Square Nicolas Forestier, l’évocation marine

Louis Benech

« C’est l’une des rares fois où, dans ma carrière, je me suis retrouvé face à une page blanche », explique Louis Benech concepteur du square Nicolas Forestier situé en bordure du stade Charléty, à Paris, dans le 13e arrondissement. « Le chantier s’est déroulé dans les années 1990. Contrairement aux autres endroits où je travaille habituellement, je n’ai pas pu arpenter le jardin pour sentir les perspectives à construire ou renforcer, établir les espaces de plein et de vide… car la parcelle n’était alors qu’un trou extrêmement profond (un parking de cinq sous-sols).

 

Le square est en bordure du stade Charléty dont la structure rappelle à Louis Benech la construction navale. Au premier plan, des végétaux à feuillage glauque évoquant l’écume de la mer, au second plan, les haies taillées rappelant les vagues © J.-F. Coffin

« Tout était à construire sur cette parcelle en arc de cercle de plus de 6 000 m² que l’architecte du stade Charléty, Henri Gaudin, avait laissée libre. La Mairie de Paris, maître d’ouvrage, a imposé quelques directives : replanter au moins 179 arbres (chiffre correspondant à tous ceux qui avaient été éliminés pour le chantier du stade), prévoir une aire de jeux pour les enfants, installer un système d’éclairage et des bancs. En dehors de ces quelques contraintes inhérentes à la création d’un jardin public, le travail s’est fait en toute liberté.

Un navire sur la mer

L'allée qui fait le tour du jardin serpente entre les arbres, la grande pelouse centrale est légèrement ondulée - © Eric Sander
L’allée qui fait le tour du jardin serpente entre les arbres, la grande pelouse centrale est légèrement ondulée – © Eric Sander

La mer a été un pivot dans la création de ce jardin.

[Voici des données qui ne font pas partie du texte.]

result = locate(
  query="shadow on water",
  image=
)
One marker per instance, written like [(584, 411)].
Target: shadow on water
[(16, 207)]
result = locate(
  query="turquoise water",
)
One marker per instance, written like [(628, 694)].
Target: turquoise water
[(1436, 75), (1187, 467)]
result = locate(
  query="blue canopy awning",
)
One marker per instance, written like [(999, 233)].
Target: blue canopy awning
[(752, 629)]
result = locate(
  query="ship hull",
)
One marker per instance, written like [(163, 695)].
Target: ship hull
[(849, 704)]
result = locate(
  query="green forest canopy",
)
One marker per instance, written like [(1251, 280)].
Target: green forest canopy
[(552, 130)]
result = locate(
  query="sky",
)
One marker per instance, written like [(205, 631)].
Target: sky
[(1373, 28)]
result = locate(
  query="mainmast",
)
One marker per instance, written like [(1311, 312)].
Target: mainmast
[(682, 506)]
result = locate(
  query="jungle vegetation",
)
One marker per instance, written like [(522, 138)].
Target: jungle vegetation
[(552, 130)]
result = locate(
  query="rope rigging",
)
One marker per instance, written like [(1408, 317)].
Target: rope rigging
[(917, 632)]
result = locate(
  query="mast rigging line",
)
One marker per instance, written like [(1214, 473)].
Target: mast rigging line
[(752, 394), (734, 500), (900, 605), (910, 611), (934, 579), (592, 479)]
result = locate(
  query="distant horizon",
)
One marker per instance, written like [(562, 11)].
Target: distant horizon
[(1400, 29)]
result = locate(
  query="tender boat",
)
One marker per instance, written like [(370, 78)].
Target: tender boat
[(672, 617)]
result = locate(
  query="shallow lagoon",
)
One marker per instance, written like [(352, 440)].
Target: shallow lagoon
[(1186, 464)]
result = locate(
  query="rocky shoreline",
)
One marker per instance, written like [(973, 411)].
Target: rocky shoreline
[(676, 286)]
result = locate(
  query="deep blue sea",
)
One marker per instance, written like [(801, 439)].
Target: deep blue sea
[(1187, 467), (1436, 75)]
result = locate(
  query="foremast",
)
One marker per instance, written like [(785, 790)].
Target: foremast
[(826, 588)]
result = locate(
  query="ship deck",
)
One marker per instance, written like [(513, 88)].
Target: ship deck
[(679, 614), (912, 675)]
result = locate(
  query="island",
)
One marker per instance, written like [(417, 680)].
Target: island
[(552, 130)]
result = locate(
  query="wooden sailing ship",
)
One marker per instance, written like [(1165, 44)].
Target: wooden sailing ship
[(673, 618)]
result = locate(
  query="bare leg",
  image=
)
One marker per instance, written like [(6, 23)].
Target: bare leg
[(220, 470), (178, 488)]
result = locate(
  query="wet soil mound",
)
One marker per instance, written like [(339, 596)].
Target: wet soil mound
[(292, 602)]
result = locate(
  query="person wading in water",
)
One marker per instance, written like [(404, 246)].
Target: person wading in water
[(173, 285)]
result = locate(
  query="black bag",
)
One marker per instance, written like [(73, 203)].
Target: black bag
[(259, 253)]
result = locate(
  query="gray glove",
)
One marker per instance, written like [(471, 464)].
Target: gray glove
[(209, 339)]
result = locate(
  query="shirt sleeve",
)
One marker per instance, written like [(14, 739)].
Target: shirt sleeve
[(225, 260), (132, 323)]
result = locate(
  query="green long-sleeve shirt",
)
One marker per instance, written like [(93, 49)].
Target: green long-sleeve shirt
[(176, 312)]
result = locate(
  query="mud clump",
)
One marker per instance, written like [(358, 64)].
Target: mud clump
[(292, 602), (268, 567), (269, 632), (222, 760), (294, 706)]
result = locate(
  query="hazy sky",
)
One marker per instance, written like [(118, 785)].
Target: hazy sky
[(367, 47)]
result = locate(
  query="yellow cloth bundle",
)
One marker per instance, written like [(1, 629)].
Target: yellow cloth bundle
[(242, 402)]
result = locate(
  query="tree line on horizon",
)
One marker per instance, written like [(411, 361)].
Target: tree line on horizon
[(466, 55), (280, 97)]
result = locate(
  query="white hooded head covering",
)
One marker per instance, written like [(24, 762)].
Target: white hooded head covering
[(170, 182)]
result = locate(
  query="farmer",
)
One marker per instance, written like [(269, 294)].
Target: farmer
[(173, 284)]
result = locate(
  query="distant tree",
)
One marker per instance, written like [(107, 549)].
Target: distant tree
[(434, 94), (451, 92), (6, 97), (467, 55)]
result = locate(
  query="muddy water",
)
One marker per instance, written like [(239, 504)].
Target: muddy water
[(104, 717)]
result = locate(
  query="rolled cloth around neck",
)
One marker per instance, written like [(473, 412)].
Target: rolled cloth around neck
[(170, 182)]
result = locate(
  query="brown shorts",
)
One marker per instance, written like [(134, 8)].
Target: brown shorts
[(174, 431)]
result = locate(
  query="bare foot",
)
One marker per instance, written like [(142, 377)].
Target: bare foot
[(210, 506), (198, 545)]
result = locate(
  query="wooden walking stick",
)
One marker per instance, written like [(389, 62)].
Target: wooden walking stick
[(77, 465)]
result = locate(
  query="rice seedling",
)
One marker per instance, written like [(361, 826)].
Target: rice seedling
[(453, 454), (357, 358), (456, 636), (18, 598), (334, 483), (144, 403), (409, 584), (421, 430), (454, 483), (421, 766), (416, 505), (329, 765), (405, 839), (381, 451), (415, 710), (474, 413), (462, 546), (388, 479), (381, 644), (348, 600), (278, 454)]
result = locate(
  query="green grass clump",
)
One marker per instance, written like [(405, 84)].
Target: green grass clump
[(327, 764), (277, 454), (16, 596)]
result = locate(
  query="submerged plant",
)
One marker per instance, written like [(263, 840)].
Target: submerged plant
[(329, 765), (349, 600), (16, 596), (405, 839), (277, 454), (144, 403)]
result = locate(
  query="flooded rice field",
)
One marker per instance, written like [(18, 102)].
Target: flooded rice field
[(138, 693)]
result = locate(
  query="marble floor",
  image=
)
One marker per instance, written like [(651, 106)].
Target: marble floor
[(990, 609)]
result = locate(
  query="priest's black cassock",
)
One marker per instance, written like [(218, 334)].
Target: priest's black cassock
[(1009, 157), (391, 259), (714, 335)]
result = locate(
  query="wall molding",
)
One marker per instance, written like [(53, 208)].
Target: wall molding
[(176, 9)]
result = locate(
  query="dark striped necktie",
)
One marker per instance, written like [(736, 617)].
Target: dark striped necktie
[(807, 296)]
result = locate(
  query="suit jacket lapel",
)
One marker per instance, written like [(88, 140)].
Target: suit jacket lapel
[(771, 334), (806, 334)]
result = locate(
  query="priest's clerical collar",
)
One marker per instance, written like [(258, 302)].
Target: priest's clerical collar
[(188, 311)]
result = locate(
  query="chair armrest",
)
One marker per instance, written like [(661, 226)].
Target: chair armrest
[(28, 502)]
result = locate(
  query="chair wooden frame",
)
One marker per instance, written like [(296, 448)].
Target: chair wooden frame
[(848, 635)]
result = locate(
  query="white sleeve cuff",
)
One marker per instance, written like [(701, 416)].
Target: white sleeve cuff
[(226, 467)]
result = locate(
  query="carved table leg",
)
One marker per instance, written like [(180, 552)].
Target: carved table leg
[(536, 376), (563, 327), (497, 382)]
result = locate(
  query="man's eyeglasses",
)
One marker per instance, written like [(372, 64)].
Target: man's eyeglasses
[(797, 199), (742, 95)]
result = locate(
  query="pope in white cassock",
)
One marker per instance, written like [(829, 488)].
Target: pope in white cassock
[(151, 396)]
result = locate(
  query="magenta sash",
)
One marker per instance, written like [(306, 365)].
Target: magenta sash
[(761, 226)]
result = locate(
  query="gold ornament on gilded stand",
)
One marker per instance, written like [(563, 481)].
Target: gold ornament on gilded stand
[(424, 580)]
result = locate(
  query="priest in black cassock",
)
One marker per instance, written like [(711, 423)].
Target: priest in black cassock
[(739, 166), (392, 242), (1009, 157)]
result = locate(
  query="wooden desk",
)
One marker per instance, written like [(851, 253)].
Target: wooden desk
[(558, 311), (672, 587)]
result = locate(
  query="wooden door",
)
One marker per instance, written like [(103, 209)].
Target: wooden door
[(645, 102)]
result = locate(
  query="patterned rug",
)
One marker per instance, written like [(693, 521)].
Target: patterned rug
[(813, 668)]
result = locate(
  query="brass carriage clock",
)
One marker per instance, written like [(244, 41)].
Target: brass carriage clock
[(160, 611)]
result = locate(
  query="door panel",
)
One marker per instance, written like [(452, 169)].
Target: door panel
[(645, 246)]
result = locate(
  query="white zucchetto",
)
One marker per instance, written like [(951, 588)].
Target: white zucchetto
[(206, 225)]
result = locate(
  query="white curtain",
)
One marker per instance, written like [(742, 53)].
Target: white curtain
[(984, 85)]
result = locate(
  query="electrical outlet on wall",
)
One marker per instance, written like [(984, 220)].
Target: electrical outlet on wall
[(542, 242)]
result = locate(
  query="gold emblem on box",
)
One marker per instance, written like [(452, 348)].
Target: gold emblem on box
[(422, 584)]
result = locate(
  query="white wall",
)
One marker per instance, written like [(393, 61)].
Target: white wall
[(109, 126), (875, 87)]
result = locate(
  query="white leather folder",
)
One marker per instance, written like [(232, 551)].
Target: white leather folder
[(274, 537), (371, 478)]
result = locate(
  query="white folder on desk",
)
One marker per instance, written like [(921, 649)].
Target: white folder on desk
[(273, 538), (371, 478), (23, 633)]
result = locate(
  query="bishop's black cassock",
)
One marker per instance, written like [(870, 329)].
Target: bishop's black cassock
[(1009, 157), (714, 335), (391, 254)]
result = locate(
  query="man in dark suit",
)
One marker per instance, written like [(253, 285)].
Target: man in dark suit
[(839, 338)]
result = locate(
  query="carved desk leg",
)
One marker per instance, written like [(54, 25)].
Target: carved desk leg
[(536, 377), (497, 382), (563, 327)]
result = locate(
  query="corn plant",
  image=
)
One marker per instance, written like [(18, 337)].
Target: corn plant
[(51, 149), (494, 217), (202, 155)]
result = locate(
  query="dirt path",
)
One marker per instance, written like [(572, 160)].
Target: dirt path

Plusieurs raisons expliquent ce choix du thème marin.

L’architecture d’abord : la parcelle offrait une vue imprenable sur le stade, appuyé au sud ouest par des bâtiments, dont la structure évoque la construction navale. L’anneau du stade, ses membrures régulières, donnent aux tribunes un sentiment de coquillage échoué. Et puis la forme en arc de cercle, le long du stade, donne une impression de mouvement ondulatoire. La référence marine est aussi un clin d’œil à l’architecte lui-même : Henri Gaudin avait d’abord opté pour la marine marchande.

La conception du jardin devient un écho au mouvement ondulatoire du ressac imaginaire. Ainsi, l’allée qui fait le tour du jardin serpente entre les arbres, la grande pelouse centrale est légèrement ondulée, les haies qui entourent l’aire de jeux pour enfants sont taillées en vagues.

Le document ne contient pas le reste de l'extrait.